Seeing a clear opportunity, Block and Estreen joined forces with Petrus Werner and Oscar Adamsson to launch Stilta. The company offers an AI platform designed to automate the research and analytical heavy lifting behind intellectual property cases, work that has traditionally made patent litigation both slow and costly. On Tuesday, Stilta announced a $10.5 million seed round led by Andreessen Horowitz, with additional backing from Y Combinator and operators from firms like OpenAI, Legora, and Lovable.
Block, now CEO of Stilta, explains that the platform functions like a team of lawyers. Users simply input a patent number and any relevant context. From there, a network of AI agents takes over, searching for conflicting patents, flagging similar intellectual property, and pulling the patent’s filing and court history.
“They reason in parallel and converge the way a room full of specialists would, but at a scale no human team can match,” Block said. He emphasized that the lawyer or professional using the tool remains in the “driver’s seat,” guiding the analysis rather than surrendering control. “The output is litigation-grade: a report and claim charts with pinpoint citations to every piece of evidence.”

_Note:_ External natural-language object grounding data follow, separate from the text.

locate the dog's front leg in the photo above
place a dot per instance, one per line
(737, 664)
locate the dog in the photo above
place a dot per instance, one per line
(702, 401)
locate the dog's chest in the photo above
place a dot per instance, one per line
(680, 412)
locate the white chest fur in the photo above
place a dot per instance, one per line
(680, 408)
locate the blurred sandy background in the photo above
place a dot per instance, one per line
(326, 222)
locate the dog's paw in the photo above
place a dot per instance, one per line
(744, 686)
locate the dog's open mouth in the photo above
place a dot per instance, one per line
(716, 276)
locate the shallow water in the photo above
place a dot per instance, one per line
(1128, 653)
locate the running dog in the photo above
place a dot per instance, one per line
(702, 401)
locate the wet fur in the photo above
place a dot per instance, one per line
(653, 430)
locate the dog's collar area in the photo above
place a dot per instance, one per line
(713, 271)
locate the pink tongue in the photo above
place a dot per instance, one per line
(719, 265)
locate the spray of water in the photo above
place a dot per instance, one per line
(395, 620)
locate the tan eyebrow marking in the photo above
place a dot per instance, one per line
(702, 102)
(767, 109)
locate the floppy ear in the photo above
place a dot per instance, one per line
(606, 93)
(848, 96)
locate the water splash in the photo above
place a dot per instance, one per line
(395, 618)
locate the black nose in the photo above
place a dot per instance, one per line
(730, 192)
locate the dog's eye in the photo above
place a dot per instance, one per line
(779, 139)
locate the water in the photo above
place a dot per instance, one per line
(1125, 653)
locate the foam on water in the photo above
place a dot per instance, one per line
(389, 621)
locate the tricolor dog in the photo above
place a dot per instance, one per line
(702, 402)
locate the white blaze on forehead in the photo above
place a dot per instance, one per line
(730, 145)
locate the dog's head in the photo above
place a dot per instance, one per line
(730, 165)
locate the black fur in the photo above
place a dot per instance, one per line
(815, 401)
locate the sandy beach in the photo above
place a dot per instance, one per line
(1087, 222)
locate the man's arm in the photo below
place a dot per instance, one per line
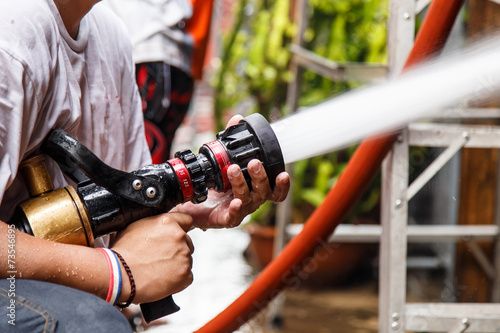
(157, 250)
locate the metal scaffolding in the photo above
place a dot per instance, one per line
(394, 233)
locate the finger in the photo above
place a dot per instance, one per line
(238, 183)
(260, 183)
(282, 187)
(234, 120)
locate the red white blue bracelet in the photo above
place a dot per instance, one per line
(115, 276)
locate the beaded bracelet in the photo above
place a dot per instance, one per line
(115, 279)
(131, 279)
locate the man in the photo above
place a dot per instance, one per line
(169, 40)
(65, 64)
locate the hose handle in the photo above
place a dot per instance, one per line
(161, 308)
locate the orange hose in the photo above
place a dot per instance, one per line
(360, 170)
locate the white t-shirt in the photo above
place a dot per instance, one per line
(154, 30)
(48, 80)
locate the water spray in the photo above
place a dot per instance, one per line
(107, 200)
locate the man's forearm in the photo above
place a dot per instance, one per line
(27, 257)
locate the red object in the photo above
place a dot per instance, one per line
(184, 178)
(198, 27)
(359, 171)
(111, 274)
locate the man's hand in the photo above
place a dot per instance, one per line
(158, 251)
(226, 210)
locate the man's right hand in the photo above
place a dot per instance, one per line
(158, 251)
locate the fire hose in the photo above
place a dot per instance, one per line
(360, 170)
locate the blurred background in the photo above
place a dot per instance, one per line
(251, 66)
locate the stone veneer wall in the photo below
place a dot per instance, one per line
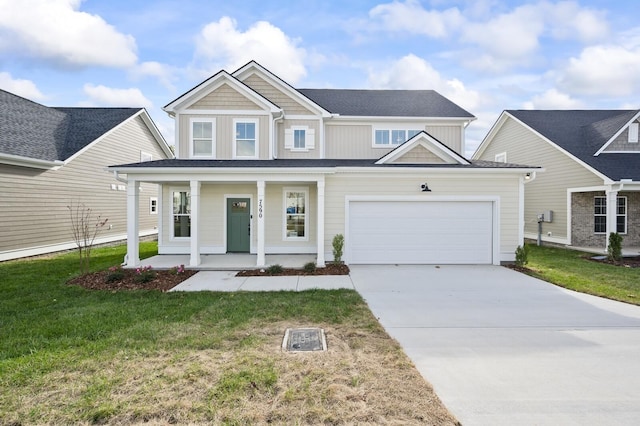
(582, 222)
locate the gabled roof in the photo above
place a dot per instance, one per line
(386, 103)
(582, 133)
(440, 150)
(34, 131)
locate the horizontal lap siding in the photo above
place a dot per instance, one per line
(338, 187)
(549, 190)
(34, 212)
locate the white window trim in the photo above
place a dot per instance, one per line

Stilta enters a competitive space that includes Solve Intelligence and DeepIP, as legal tech becomes a red-hot sector within the broader AI boom. Block noted that some parts of the legal industry are already experiencing AI-driven change, while others may take much longer to adapt. The analytical work, he said, is already being overtaken by AI, but humans still determine case outcomes.
He also pointed out that many companies hold patents they have “never enforced, never licensed, never even analyzed properly because the cost of doing so was prohibitive.” Stilta aims to remove that cost barrier. By making the patent litigation process more efficient and affordable, the startup could unlock new potential for businesses that have long left their intellectual property on the shelf. This shift could fundamentally change how companies view the latent value sitting inside their patent portfolios.
“The question isn’t really whether the legal system is prepared for AI,” Block said. “It’s whether companies are prepared for what becomes possible when the analytical bottleneck disappears.”